We returned together to Venice, where we separated, and I passed the rest of the night in great distress. In the morning I wrote to the fair afflicted, and whilst endeavouring to console her to the best of my ability, I tried to impress on her the necessity for prudence and the avoidance of such escapades as might eventually ruin us.
Next day I received her reply, every word of which spelt despair. Nature had given her a disposition which had become so intensified by indulgence that the cloister was unbearable to her, and I foresaw the hard fights I should have to undergo.

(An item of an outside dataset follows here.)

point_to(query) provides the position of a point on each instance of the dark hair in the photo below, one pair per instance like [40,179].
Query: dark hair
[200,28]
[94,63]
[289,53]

We saw each other the Thursday after Easter, and I told her that I should not come to the casino before midnight. She had had four hours to pass with her lover in tears and regrets, amongst which she had often cursed her cruel fate and the foolish resolution which made her take the veil. We supped together, and although the meal was a rich and delicate one we did it little honour. When we had finished, the ambassador left, entreating me to remain, which I did, without thinking at all of the pleasures of a party of two, for Love lighteth not his torch at the hearts of two lovers who are full of grief and sorrow. M—— M—— had grown thin, and her condition excited my pity and shut out all other feelings. I held her a long time in my arms, covering her with tender and affectionate kisses, but I shewed no intention of consoling her by amusements in which her spirit could not have taken part. She said, before we parted, that I had shewn myself a true lover, and she asked me to consider myself from henceforth as her only friend and protector.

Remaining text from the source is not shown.